Partager cet article

Des ondes acoustiques pour dépister le cancer

Carcinosarome utérin / Nephron via Wikimedia Commons

Carcinosarome utérin / Nephron via Wikimedia Commons

La première version publiée de cet article partait sur une mauvaise traduction qui a créé une confusion regrettable. La technique développée par les chercheurs utilisent les ondes acoustiques et non pas le «son des vagues». Toutes nos excuses aux lecteurs et nos remerciements au commentateur nous l'ayant signalé.

Les chercheurs de l'université de Carnegie-Mellon et de Pennsylvanie ont presque fini de mettre au point une manière de dépister le cancer via des ondes acoustiques. Les scientifiques ont présenté lundi 6 avril, notamment sur le site de l'université de Carnegie-Mellon, les résultats de leurs travaux. Selon l'étude, reprise par Fusion, la méthode devrait «rendre possible non seulement une analyse plus précise et exhaustive des cellules cancéreuses, mais également offrir, potentiellement, de meilleurs traitements contre le cancer, en utilisant des tests moins intrusifs pour l'organisme, prenant en compte la difficulté des patients cancéreux à résister à la chimiothérapie, et permettant des détections plus précoces».

Au cours d'un test sanguin, les scientifiques émettent de micro-ondes sonores via deux transducteurs alors que des cellules, parmi lesquelles se trouvent des leucocytes (globules blancs) et, potentiellement, des cellules cancéreuses circulent le long de ce que Fusion décrit comme un «canal». Au contact de l'onde acoustique, les cellules sont légèrement déviées. Suivant leurs tailles, densités ou leurs volumes, leurs trajectoires changent. Difformes par rapport aux autres, les cellules malades changent de direction et peuvent ainsi être isolées par les scientifiques (voir vidéo ci-dessous).
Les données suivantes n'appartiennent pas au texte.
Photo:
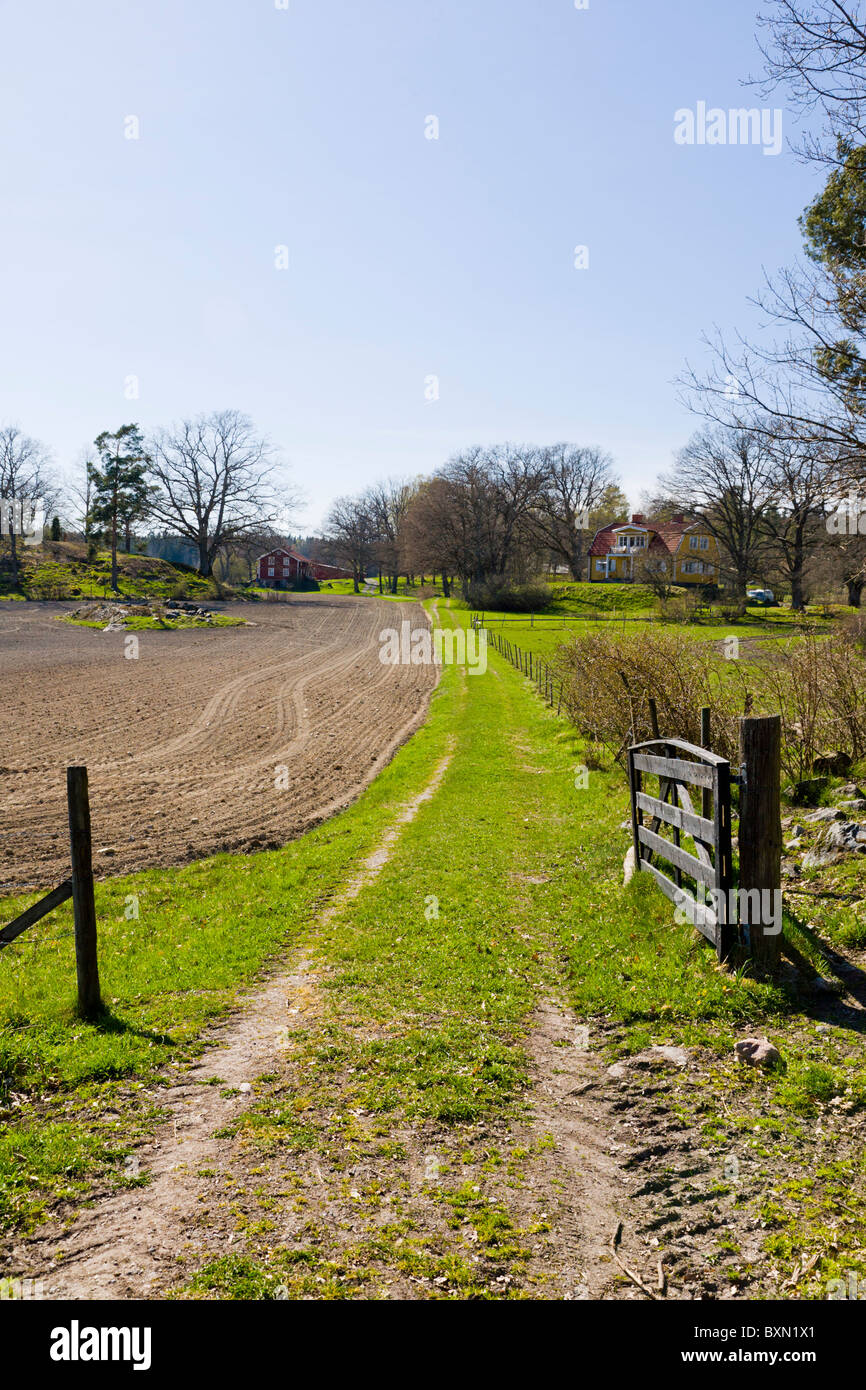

Une méthode douce rendant la recherche plus simple

Les scientifiques sont parvenus à multiplier par vingt la vitesse du premier modèle qu’ils avaient présenté l’an dernier. La méthode est donc presque adaptée à un test de dépistage classique, s’il on en croit le site de l’institut de technologie du Massachusetts. Un des gros avantages de cette méthode est aussi d’éviter l’usage d’anticorps dans les dépistages. Utilisés pour permettre de concentrer un dépistage sur le sang humain, comme l'explique le Figaro, ceux-ci peuvent perturber la structure et composition chimique des cellules cancéreuses.

Cette méthode permet d’isoler les cellules malades via le jeu d’ondes acoustiques sans perturber leur structure, comme l’explique l’institut de technologie du Massachusetts. Elle pourrait également permettre de comprendre davantage comment ces cellules cancéreuses se propagent dans l’organisme.

Autre avantage non-négligeable, la recherche d'anticorps efficaces, pour détecter des cellules cancéreuses, est un processus long et coûteux. En comparaison, cette méthode serait presque bon marché, d'après Fusion.

Selon l'Institut national du cancer, 365.000 nouveaux cas de cancer sont diagnostiqués chaque année. La Ligue contre le cancer rappelle que plus la prévention est précoce, plus le traitement de la maladie peut se faire facilement; ce que permettrait ce nouveau dépistage. Les scientifiques espèrent désormais obtenir un brevet, d'après Fusion, pour tester leur méthode à une plus grande échelle. D’après l’institut de technologie du Massachusetts, les trois tests effectués sur des patients cancéreux ont permis d’isoler les cellules malades.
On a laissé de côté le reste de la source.